確定申告の際は、「所得区分」を正しく選択する必要があります。その際に、判断を迷いがちなのが「事業所得」と「雑所得」。この2つには、明確な基準がないからです。

 

事業所得と雑所得の具体例と計算方法

雑所得

同じ飲食店の仕事をしている場合でも、個人事業主が飲食店を経営して生活の糧を得ていれば、その収入は「事業所得」。一方、会社員が週末だけ飲食店をしている場合、その収入は「雑所得」に区分される可能性があるわけです。

 

上表の「所得の計算方法」を見ると、それぞれ収入から必要経費を引いて「所得」とするのは同じです。

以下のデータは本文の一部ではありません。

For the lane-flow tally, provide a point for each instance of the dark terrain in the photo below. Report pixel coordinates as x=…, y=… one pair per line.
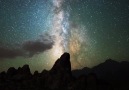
x=110, y=75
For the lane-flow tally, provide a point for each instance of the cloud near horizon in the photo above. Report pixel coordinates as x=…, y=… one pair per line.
x=28, y=48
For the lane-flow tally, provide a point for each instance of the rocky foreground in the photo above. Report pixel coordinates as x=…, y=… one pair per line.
x=60, y=77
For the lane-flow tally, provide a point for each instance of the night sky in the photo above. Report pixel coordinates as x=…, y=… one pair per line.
x=37, y=32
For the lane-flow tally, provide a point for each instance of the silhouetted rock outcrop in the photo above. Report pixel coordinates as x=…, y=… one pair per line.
x=60, y=74
x=110, y=75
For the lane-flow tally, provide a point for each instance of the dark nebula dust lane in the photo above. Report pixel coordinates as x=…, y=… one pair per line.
x=38, y=32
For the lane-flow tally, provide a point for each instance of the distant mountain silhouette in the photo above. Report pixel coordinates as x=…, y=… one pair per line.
x=110, y=75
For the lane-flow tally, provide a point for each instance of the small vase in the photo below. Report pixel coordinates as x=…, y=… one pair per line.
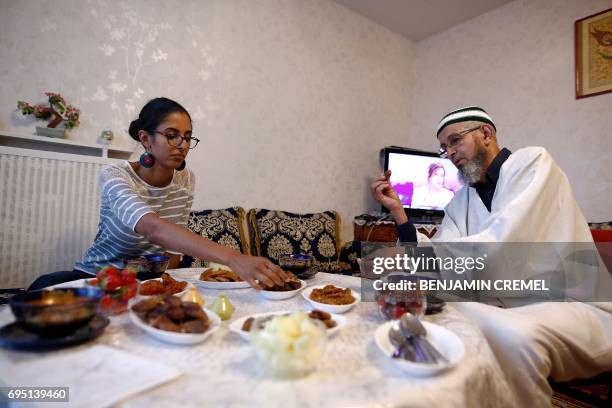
x=51, y=132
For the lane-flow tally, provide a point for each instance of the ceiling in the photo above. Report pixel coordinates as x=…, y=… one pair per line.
x=418, y=19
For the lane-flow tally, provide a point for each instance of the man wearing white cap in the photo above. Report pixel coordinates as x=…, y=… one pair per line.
x=516, y=197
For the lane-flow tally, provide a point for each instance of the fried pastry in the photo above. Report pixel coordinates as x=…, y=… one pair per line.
x=171, y=314
x=332, y=295
x=220, y=275
x=293, y=284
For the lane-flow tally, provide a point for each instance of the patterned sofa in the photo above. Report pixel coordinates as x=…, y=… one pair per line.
x=272, y=233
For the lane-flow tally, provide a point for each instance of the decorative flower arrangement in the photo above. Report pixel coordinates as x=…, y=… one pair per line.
x=58, y=111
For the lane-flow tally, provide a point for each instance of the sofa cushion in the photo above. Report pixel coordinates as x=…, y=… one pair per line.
x=275, y=233
x=225, y=226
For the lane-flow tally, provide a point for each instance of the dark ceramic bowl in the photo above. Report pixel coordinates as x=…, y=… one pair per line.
x=56, y=312
x=299, y=264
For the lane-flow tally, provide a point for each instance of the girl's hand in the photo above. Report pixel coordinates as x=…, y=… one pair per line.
x=257, y=270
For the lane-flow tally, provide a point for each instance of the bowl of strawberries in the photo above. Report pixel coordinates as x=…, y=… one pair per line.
x=119, y=286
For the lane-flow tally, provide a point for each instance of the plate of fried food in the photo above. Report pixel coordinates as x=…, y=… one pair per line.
x=221, y=277
x=285, y=291
x=165, y=285
x=170, y=319
x=331, y=298
x=244, y=325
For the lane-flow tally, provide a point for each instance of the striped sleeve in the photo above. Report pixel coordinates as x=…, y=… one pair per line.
x=124, y=202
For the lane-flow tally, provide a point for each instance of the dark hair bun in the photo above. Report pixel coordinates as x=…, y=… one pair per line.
x=135, y=127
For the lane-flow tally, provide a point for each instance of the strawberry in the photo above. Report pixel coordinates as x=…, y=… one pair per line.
x=127, y=276
x=107, y=300
x=113, y=282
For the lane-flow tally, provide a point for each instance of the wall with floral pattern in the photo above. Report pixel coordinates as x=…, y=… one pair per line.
x=292, y=99
x=517, y=62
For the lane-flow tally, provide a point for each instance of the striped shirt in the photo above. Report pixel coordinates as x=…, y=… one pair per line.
x=125, y=199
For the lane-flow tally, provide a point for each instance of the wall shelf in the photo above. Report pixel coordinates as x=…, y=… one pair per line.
x=26, y=141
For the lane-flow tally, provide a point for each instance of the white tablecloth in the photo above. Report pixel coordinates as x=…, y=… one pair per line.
x=224, y=372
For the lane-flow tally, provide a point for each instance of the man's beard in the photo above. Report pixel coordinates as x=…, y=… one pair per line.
x=471, y=171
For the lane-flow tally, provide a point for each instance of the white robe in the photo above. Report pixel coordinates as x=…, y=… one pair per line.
x=533, y=203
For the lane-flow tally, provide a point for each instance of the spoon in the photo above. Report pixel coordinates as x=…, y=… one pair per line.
x=410, y=325
x=402, y=348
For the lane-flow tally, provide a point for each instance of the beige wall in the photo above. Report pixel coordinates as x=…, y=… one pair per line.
x=518, y=63
x=292, y=99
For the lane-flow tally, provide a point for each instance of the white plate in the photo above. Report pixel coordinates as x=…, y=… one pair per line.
x=219, y=285
x=178, y=338
x=185, y=273
x=447, y=343
x=330, y=308
x=179, y=294
x=281, y=295
x=236, y=325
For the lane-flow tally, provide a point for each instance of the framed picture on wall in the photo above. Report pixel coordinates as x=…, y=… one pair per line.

しかし、「事業所得」は、「雑所得」にはない節税の特典が受けられます。

事業所得で受けられる節税効果は?

(1)最大65万円の「青色申告特別控除」の適用

例:副業収入70万円で必要経費が5万円だった場合の所得税額

 

<事業所得の場合>
事業所得
副業収入70万円-必要経費5万円-青色申告特別控除65万円=所得0円

※所得税額は0円

 

<雑所得の場合>
雑所得
副業収入70万円-必要経費5万円=所得65万円

※所得税額は3万2,500円

(2)損益通算ができる

例:副業収入70万円で必要経費100万円だった場合の所得税額

 

<事業所得の場合>損益通算

副業で赤字が出た場合、本業の給与所得などから損失を差し引くことができます。

 

必要経費100万円-副業収入70万円=赤字30万円

 

※30万円の損失を給与所得から差し引くことができるため、給与から源泉徴収されている所得税が1万5,000円戻ってくる(税率5%で計算)

 

<雑所得の場合>
損益通算
※所得は0円となるため、所得税は0円

副業収入の所得区分は慎重に!

収入を事業所得に区分すると、税金の計算では有利になります。しかし、本来は雑所得に区分すべき収入を事業所得として申告すると、税務署から指摘を受け、追徴金を支払うことになるリスクがあります。悩ましいことに、収入金額、また開業届、青色申告の承認申請書の提出など各種手続きの有無のみでは、所得の区分を判断することができないのです。

 

事業所得と雑所得に関しては、その区分を判断するのはあくまで税務署。筆者が税務署へ電話で確認したところ、「会社員の場合は基本的に副業の収入は雑所得になる」との回答でした。その区分は状況から総合的に判断されるため、不安がある場合はあらかじめ税務署に相談のうえ、確定申告するようにしましょう。